The second main result is that, despite undergoing no change in their swimming kinematics, the organisms generate flows that display a number of important differences. To characterize the flows, the authors employ velocimetry with small tracer particles seeding the fluids. In the Newtonian case, the instantaneous flow streamlines around the organism are shown in figure 1(b) at the moment in the beating cycle where the instantaneous shear rates are the largest. In contrast, the flow induced in the shear-thinning fluid is displayed in figure 1(c) at the same instant in the waving motion. The main difference between the two is the displacement of the head and tail vortices, which have moved towards the head and display stronger flow gradients. Using measurements of the vorticity field, the authors further confirm that the head vortex increases in both size and magnitude in the non-Newtonian fluid.

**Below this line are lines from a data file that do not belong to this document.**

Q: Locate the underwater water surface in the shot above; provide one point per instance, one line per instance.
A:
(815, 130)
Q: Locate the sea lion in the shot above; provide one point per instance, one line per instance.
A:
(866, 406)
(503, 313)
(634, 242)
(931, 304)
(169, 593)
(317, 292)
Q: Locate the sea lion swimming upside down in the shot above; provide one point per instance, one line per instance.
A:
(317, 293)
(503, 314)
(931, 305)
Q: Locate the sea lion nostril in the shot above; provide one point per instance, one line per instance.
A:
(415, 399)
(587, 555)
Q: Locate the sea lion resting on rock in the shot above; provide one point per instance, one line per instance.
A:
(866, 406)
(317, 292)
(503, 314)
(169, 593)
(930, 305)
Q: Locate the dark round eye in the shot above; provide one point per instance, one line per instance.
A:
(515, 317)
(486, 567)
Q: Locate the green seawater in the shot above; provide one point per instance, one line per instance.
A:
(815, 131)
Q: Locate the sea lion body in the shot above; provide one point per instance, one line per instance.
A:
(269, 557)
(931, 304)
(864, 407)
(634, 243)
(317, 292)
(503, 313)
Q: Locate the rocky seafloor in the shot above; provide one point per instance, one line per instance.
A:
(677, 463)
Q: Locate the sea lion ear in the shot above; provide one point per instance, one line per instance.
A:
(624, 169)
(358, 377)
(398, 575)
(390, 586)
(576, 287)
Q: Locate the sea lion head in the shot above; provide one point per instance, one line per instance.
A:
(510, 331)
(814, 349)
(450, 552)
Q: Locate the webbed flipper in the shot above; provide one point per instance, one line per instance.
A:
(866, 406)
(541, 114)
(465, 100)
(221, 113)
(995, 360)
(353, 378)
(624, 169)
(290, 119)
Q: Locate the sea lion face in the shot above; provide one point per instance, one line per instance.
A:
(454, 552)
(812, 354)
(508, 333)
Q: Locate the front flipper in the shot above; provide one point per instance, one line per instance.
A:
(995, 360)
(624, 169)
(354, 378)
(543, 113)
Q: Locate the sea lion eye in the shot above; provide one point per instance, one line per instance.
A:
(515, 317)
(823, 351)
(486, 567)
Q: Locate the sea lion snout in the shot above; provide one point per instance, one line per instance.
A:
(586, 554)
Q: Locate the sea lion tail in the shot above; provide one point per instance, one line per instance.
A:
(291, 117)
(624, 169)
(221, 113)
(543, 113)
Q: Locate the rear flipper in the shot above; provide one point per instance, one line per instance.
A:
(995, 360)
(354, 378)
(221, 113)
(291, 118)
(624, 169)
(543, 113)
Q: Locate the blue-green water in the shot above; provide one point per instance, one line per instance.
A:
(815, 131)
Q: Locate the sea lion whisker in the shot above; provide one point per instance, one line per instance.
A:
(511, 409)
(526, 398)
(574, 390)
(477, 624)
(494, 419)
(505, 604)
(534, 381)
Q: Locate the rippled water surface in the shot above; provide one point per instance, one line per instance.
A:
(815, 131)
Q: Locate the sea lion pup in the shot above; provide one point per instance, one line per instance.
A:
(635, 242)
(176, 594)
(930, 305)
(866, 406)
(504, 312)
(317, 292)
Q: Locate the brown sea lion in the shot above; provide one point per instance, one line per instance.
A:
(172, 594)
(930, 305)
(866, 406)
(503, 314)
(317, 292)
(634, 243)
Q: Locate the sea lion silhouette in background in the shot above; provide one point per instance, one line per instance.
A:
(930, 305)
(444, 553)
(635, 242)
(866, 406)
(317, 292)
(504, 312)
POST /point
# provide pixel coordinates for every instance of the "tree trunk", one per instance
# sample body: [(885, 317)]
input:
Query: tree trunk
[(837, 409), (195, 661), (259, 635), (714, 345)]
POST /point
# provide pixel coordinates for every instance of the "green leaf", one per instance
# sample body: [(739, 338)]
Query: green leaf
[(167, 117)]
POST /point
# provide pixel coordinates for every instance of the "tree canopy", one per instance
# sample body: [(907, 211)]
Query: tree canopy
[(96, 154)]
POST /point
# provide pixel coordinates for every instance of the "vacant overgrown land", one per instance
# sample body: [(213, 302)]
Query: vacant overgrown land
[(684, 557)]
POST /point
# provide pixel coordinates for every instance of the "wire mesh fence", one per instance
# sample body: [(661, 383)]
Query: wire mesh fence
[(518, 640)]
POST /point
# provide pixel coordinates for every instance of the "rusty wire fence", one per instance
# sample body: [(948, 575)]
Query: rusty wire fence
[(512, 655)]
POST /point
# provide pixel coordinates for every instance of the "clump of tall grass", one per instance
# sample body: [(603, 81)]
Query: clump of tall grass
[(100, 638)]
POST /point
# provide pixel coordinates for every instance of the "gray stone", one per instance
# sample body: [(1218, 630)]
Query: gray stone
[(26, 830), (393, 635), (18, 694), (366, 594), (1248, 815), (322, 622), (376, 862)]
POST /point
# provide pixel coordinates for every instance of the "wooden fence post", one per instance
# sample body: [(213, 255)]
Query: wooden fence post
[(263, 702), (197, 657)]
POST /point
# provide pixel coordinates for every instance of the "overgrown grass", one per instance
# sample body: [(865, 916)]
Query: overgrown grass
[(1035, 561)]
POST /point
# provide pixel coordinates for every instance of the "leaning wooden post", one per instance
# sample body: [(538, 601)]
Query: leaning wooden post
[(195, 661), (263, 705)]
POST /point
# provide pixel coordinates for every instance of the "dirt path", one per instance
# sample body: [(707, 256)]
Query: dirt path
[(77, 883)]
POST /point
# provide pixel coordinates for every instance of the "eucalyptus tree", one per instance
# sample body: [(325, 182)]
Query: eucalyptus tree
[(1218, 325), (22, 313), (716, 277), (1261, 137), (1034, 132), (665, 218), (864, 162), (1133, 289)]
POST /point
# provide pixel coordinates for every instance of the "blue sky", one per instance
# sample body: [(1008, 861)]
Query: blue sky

In order to further contrast the two flows, the authors compute the difference between the velocity magnitudes (normalized by their maximum values) in the shear-thinning fluid and in the Newtonian one. These results are shown in figure 1(d), and as is quantified in more detail in the paper, show that non-Newtonian stresses impact the swimmer in an asymmetric way. The fluid velocities undergo a decrease near the head of the swimmer and an increase near the tail. Furthermore, this asymmetry in the velocity profile is seen to increase with the amount of shear thinning in the fluid until the typical rate of deformation is of the same order as the critical shear rate at which the shear viscosity displays a transition from Newtonian to non-Newtonian.
3. Future
Like many thought-provoking experiments, the study by Gagnon et al. (Reference Gagnon, Keim and Arratia2014) leads to more questions than answers. The worms are self-propelled, and it is the balance between waving propulsion and drag that leads to their swimming speed (Lauga & Powers Reference Lauga and Powers2009). For the speed to remain unchanged, the stresses leading to both drag and thrust would need to change in exactly the same manner with changes in the rheology. How this is possible while at the same time undergoing significant changes in the flow structure is not clear. Using headless synthetic swimmers with constant-amplitude waveforms, Dasgupta et al. (Reference Dasgupta, Liu, Fu, Berhanu, Breuer, Powers and Kudrolli2013) found a systematic decrease of the swimming speed in shear-thinning fluids. Why such a different answer?
Biologically, how do the results of this study extend to much smaller organisms, such as flagellated algae or bacteria? One key difference lies perhaps in the flexibility of the organisms. The nematode C. elegans is large and uses muscular contractions to generate waving, and has bending rigidities $B$ in the range $B\approx 10^{-16}{-}10^{-13}\ \text{N}\ \text{m}^{2}$ (Backholm, Ryu & Dalnoki-Veress Reference Backholm, Ryu and Dalnoki-Veress2013). In contrast, eukaryotic flagella are orders of magnitude softer, with $B\approx 10^{-23}{-}10^{-21}\ \text{N}\ \text{m}^{2}$ (Hines & Blum Reference Hines and Blum1983). The waving motion of small cells is therefore likely to be impacted by changes in the fluid rheology, leading to an additional feedback mechanism for the fluid rheology to affect locomotion. These small cells might find so much gooeyness to be unbearable.